Errada: a creatinina sérica não é um bom parâmetro isolado no cirrótico, pois pode estar falsamente baixa e não reflete bem a função renal.
- C)Fatores como infecções, sangramentos do trato gastrintestinal e betabloqueadores não precipitam lesão renal aguda em pacientes com cirrose.
Errada: infecções, hemorragia digestiva e alguns betabloqueadores podem, sim, precipitar lesão renal aguda em pacientes com cirrose.
- D)A lesão renal aguda é definida pelo KDIGO (Kidney Disease Improving Global Outcomes) como um aumento absoluto da creatinina sérica maior ou igual a 0,3 mg/dL em menos de 48 h ou um aumento de 50% em menos de 7 dias, ou débito urinário menor que 0,5mL/kg/h por mais de 6 h.
Certa: essa é a definição do KDIGO para lesão renal aguda, incluindo critério por creatinina e por débito urinário.
- E)A SHR é constituída por vasoconstrição esplênica que provoca redução do volume do sangue arterial e da pressão devido à diminuição da atividade do sistema nervoso simpático e do sistema renina-angiotensina-aldosterona.

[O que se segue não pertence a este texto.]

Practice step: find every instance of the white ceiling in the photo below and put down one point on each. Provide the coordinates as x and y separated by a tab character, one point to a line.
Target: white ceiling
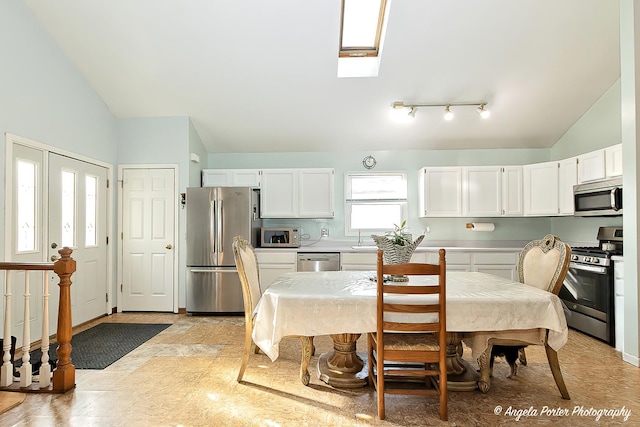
261	76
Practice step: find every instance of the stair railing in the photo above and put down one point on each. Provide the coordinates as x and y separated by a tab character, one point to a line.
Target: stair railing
64	373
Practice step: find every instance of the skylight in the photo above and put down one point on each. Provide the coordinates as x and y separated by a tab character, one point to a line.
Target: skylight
361	27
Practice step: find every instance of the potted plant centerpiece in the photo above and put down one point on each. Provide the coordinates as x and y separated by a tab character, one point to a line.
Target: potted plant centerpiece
397	246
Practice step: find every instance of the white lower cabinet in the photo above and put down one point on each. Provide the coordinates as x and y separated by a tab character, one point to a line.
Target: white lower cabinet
272	264
350	261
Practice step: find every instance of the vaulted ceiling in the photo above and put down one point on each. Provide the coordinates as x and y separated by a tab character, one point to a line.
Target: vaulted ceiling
261	76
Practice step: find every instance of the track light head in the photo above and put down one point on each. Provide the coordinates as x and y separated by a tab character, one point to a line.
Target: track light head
484	113
448	114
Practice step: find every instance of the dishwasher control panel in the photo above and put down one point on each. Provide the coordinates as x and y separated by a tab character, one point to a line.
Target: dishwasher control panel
318	261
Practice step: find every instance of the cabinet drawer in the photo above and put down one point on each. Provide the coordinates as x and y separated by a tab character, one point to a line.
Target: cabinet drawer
463	258
276	257
509	258
351	258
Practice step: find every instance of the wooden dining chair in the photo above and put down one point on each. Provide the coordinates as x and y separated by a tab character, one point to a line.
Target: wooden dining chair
407	353
247	265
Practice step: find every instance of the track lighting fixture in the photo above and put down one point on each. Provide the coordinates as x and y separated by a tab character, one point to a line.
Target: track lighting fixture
448	115
406	112
483	112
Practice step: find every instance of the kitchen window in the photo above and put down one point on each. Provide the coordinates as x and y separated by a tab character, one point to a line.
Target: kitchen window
374	202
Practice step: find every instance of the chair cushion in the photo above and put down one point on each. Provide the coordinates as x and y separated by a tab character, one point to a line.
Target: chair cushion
538	268
416	342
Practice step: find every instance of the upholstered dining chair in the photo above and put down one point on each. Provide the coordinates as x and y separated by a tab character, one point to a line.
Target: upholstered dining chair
407	353
247	265
543	264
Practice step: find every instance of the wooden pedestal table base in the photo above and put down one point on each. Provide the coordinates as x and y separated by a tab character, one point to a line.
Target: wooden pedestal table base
461	376
343	367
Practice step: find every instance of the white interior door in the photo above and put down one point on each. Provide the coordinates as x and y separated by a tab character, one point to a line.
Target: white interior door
77	219
148	241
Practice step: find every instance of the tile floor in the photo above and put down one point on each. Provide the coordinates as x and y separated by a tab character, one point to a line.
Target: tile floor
186	376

Errada: a SHR decorre de vasodilatação esplâncnica com ativação aumentada, e não reduzida, do sistema simpático e do sistema renina-angiotensina-aldosterona.
Gabarito: D
A síndrome hepatorrenal (SHR) é uma forma de lesão renal aguda funcional que aparece em pacientes com cirrose avançada ou insuficiência hepática grave. O ponto central não é uma lesão estrutural do rim, mas sim uma vasodilatação esplâncnica intensa, que reduz o volume arterial efetivo e ativa mecanismos como o sistema renina-angiotensina-aldosterona e o sistema simpático. Resultado clássico: o rim “sofre por tabela”, com vasoconstrição renal e piora rápida da função renal. Na prática, isso acontece em um cenário de circulação hiperdinâmica, com pressão arterial efetiva baixa e perfusão renal comprometida. Por isso, qualquer gatilho que piore a hemodinâmica ou a inflamação, como infecção, sangramento digestivo ou uso inadequado de diuréticos e alguns betabloqueadores, pode precipitar a síndrome. O gabarito é a letra D porque ela traz a definição atual de lesão renal aguda pelo KDIGO: aumento da creatinina sérica em pelo menos 0,3 mg/dL em até 48 horas, ou aumento de 50% em até 7 dias, ou diurese menor que 0,5 mL/kg/h por mais de 6 horas. Esse é o conceito cobrado de forma direta e padrão em nefrologia. Um detalhe importante: creatinina em cirrótico costuma ser um marcador ruim, porque pode ficar falsamente baixa por menor produção muscular e menor síntese hepática, então ela subestima a disfunção renal. Em prova, a banca adora esse tipo de pegadinha com cara de laboratório confiável, mas que no cirrótico não é tão confiável assim.